The park consists of a series of camping spots and beaches along the shoreline, which are accessible only by hiking in. There are several ways to get into the park, the easiest being taking a bus to the gate, and then a 4×4 to the start of the walk along the beach.

Victoria and I chose to enter via a different gate at Colinas de Calabazo. This allowed us to hike through the forest, visit an old indigenous village called El Pueblito, and end up at the final and most famed beach: Cabo San Juan de Guia.


We read that area was popular for the following reasons:
a) it’s stunning double crescent beach
b) the flour-soft sand
c) the only decent restaurant in the area

We also read that if you got there before 6:30am, the gate keeper wouldn’t be there and you’d get free entry.

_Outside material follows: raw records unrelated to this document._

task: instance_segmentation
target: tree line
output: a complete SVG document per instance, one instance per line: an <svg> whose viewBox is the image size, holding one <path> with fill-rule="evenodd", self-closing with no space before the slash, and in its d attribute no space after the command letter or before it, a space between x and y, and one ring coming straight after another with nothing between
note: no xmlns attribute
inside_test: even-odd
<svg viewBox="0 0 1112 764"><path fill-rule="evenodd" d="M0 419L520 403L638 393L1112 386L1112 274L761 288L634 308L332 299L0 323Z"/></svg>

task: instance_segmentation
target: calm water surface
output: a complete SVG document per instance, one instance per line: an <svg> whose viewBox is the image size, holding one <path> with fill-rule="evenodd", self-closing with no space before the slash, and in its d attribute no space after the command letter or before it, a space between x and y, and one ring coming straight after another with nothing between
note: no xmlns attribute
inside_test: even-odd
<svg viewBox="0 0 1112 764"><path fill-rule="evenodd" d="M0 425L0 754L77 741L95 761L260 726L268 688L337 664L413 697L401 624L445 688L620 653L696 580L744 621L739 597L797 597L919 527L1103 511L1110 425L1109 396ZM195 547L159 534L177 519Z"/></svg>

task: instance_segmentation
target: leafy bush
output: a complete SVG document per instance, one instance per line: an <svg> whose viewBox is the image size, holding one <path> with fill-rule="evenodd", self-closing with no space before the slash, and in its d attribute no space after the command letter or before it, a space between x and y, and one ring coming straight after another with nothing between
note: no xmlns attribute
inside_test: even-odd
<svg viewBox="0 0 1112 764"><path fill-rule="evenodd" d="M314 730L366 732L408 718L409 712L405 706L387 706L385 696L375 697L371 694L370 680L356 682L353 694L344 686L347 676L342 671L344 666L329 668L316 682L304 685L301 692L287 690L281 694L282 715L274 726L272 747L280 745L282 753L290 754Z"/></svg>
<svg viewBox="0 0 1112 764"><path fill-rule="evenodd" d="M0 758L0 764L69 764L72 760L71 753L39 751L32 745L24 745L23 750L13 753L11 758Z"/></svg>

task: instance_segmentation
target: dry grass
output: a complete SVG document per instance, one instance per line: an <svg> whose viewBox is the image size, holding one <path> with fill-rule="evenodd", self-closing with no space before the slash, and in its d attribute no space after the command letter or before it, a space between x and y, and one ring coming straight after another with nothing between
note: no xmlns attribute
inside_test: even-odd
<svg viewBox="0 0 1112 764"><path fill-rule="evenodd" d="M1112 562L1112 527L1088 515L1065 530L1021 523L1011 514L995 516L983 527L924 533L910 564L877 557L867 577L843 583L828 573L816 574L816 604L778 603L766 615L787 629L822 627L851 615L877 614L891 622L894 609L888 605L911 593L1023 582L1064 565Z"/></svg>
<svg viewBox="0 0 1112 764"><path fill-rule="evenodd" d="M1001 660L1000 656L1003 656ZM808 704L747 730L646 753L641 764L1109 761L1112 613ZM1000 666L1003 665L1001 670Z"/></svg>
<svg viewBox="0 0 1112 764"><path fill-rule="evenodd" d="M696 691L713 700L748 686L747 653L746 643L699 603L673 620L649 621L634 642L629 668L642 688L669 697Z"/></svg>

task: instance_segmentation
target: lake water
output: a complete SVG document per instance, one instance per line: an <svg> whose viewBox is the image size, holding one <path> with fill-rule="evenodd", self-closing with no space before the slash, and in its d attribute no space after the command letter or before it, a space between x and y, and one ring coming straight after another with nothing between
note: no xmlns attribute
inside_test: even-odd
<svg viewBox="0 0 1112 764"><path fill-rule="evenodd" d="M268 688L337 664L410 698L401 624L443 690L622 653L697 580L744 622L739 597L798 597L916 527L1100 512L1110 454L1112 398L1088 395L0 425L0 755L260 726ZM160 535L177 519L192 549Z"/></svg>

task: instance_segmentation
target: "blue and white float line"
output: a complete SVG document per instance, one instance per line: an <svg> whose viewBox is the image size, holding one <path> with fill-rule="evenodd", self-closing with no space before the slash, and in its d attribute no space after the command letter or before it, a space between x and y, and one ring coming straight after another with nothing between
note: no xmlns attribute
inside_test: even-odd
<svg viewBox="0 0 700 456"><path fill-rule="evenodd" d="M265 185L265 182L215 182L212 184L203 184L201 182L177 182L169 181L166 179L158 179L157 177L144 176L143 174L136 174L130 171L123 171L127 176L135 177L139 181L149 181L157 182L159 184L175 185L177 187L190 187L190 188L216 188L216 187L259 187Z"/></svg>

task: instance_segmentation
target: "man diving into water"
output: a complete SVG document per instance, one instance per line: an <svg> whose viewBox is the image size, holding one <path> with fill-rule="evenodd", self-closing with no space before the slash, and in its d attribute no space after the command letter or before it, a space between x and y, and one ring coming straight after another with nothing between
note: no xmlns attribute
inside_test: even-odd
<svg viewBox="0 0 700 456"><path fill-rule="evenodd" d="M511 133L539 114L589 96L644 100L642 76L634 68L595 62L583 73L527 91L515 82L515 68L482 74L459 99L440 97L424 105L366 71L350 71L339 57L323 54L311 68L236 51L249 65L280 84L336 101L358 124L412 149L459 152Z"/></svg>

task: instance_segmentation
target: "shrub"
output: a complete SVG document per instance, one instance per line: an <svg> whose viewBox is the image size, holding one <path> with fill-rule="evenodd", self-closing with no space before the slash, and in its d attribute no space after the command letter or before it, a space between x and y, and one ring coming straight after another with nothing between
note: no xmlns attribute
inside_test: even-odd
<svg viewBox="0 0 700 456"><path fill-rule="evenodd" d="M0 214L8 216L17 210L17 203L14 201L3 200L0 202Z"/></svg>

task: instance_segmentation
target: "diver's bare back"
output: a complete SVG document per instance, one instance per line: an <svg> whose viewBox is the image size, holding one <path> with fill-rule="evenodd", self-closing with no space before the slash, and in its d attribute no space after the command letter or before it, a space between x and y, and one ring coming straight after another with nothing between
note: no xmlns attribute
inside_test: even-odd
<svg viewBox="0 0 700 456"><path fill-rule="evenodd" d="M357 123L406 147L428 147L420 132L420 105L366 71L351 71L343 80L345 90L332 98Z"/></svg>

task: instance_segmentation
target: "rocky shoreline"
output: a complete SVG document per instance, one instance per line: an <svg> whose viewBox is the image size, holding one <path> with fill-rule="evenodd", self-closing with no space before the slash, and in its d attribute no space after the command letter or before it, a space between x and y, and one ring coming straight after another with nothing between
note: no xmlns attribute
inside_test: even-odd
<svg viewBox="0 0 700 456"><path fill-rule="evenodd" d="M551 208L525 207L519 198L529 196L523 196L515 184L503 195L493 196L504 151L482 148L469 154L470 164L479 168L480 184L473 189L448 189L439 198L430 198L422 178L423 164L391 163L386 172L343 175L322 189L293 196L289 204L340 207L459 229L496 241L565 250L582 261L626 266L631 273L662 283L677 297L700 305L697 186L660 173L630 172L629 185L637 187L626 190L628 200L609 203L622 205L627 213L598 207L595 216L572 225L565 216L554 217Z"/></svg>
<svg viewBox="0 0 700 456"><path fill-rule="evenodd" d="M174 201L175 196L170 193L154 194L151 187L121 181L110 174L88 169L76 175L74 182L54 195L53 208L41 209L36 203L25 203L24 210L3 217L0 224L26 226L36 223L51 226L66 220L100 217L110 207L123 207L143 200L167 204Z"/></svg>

Sadly we didn’t get there early enough and had to pay! The trip to the beach via Calabazo starts off the same way: by taking a bus from the market in Santa Marta at Calle 11 and Carerra 11 (onze y onze). There the buses wait for enough people to get on before taking off, after which a tout hangs from the door trying to wrangle more people into the bus as it travels along.

After about 45 minutes we reached Calabazo and were ready to start our hike.  It was enjoyable enough, some nice forest trail, some rock hopping, but it was an incredibly hot day. We had started the hike at about 8am, and by 10am we were sweating like crazy needed multiple re-coats of bug spray and sun block. One of the most enjoyable sights was actually the number of leaf cutter ants we saw along the trail.



After about 2.5 hours, we arrived at Pueblito, which was marked by several large (10m diameter or so) circles made of stone on the ground. There were also a few huts in these some of these circles.  We were expecting more, as it was rated as a smaller version of the Ciudad Perdida.



After about 4 hours, we reached the beach. We had built it up so much in our minds, and read so many good things about it, that when we saw it we were quite disappointed. The sand was grainy uncomfortable, the double crescent beach was tiny and uninviting, and the camping area was dirty and overcrowded. Two Germans we met in Leticia who also had visited Tayrona described it as ‘a nice beach, if you’ve never seen a beach before’, and they were entirely correct. It was such a letdown that we didn’t even bother to take any photos of it.

From Cabo San Juan, we decided that instead of hiking back along the beach, we would take a speed boat back to Taganga, a fishing town near Santa Marta. The sea was quite choppy, so this meant 45 minutes of bouncing up and down(and fearing a little for our lives).

Overall Tayrona was a miss. We may have felt different if it hadn’t been built up so much, or if we had spent a couple days camping instead of a day trip, but I wouldn’t recommend coming to the region exclusively for the park.


  • Bus to Calabazo: COP$12,000 ($5.11 CAD) for 2 people
  • Park entry: COP$84,00 ($35.80 CAD) for 2 people
  • Speed boat return: COP$90,000 ($38.36 CAD) for 2 people
  • Bus back from Taganga: $2,800 ($1.19 CAD) for 2 people

APPROXIMATE TOTAL : COP$1188,800 ($80.46 CAD) for 2 people, or $40.23 per person. Value for Money: 2/5  As a day trip it is probably not worth it, but if you’re planning to camp for a few days it could be a good place to relax.